Si tous les plans sont avalisés, il s’agira d’une première commerciale en Europe. EDF compte utiliser le trop-plein d’énergie produit par une de ses futures centrales nucléaires pour créer de l’hydrogène dit « rose » au Royaume-Uni. Explications.
Pour décarboner son secteur énergétique, en plus de l’énergie éolienne, solaire ou encore hydraulique, le Royaume-Uni compte toujours sur le nucléaire. Et notamment, peut-être, sur la centrale Sizewell C, qui vise à être composée de deux réacteurs de 1600 MW. Si elle obtient le feu vert des autorités britanniques, elle verra le jour sur la côte du Sufolk, au sud-est du pays, au début des années 2030.
Dans la mesure où le Royaume-Uni compte faire fonctionner certains jours ses réseaux électriques à 100% grâce à l’énergie renouvelable, cela déboucherait sur une baisse de revenus pour les propriétaires de la centrale nucléaire. Mais ils ont trouvé la parade. EDF compte sur le fait que, lorsque leur installation produira trop électricité par rapport aux besoins des Britanniques, le surplus servira à produire de l’hydrogène. Cet hydrogène produit grâce à l’énergie nucléaire est appelé « hydrogène rose ».

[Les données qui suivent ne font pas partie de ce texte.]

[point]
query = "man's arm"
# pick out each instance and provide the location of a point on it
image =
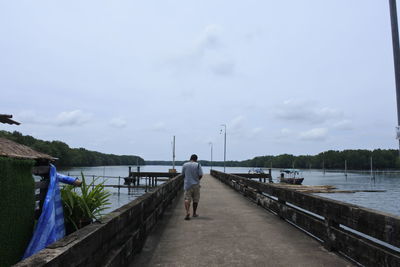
(200, 172)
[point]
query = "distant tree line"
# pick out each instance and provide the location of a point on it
(359, 159)
(68, 157)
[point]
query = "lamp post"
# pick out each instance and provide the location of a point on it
(211, 154)
(224, 145)
(396, 59)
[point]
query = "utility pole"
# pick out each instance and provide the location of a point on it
(396, 60)
(211, 154)
(173, 154)
(224, 146)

Les jours où l’éolien, le solaire et l’hydraulique produiront en suffisance, l’électricité à faible teneur en carbone produite par Sizewell C sera détournée vers un électrolyseur produisant de l’hydrogène propre. De plus, la chaleur résiduelle produite par la centrale nucléaire permettra de rendre le processus 10% plus efficace, estime EDF.
« Ce n’est pas nucléaire contre éolien contre solaire – nous devons tout utiliser et coopérer pour tirer le meilleur parti des technologies. Idéalement, vous devriez avoir l’électrolyseur alimenté à la fois par le nucléaire et par l’éolien », a déclaré Julia Pyke, directrice du financement de Sizewell C.

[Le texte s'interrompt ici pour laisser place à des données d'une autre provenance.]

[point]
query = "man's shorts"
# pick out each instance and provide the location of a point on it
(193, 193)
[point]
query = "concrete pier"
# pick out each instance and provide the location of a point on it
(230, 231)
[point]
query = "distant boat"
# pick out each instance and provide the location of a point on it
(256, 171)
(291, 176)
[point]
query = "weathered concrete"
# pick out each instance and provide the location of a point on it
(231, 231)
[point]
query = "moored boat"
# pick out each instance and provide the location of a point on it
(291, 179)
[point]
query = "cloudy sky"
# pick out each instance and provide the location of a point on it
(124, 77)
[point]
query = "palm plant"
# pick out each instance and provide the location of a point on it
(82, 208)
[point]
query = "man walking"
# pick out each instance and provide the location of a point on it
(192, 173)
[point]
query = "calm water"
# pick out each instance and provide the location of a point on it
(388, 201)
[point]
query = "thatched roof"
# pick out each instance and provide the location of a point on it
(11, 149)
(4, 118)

Jusqu’à un tiers d’hydrogène rose au Royaume-Uni ?
Le Royaume-Uni s’est fixé pour objectif de produire 5 gigawatts d’hydrogène d’ici 2030. Il compte l’utiliser pour le transport routier, le chauffage domestique et la propulsion des navires.
A priori, cette potentielle production d’hydrogène rose devrait jouer en la faveur de Sizewell C dans l’optique de l’obtention du permis de construire que doit accorder le gouvernement à EDF. Les autorités devraient publier très bientôt leur nouvelle stratégie en matière d’hydrogène. L’énergie nucléaire devrait faire partie du plan.
L’opérateur du réseau britannique, National Grid PLC, a récemment modélisé la production de l’hydrogène rose, pour la première fois. D’après ses estimations, jusqu’à 28 térawattheures d’électricité produite par les réacteurs pourraient être détournés pour fabriquer ce gaz propre d’ici 2050, soit l’équivalent d’environ 14% de la production nationale.
De son côté, l’association britannique de l’industrie nucléaire estime qu’un tiers de l’hydrogène du pays pourrait provenir de l’énergie atomique.
D’autres grandes puissances sont tentées
BNN Bloomberg rapporte que si Sizewell C pourrait devenir la première centrale nucléaire à produire de l’hydrogène en Europe, d’autres projets similaires sont envisagés ailleurs dans le monde.
Des essais de couplage de ces technologies sont par exemple menés aux États-Unis. Le ministère américain de l’énergie a accordé 26,2 millions de dollars à deux projets menés par Xcel Energy Inc. et FuelCell Energy Inc. pour aider les centrales nucléaires à passer de la production d’électricité à la production d’hydrogène lorsque cela est nécessaire.
Même chose au Canada, où le gouvernement a récemment souligné le rôle de l’électricité nucléaire dans la production d’hydrogène lorsque trop d’électricité sera produite.
La Russie semble très bien armée sur ce plan. Elle pourrait devenir le premier pays au monde à fournir de l’hydrogène produit via l’énergie nucléaire. EDF a d’ailleurs signé un accord de coopération en avril avec Rosatom Corp, l’entreprise publique russe qui exploite 38 unités nucléaires sur 11 sites. Celle-ci considère l’hydrogène rose comme une priorité et envisage d’en exporter vers l’Europe.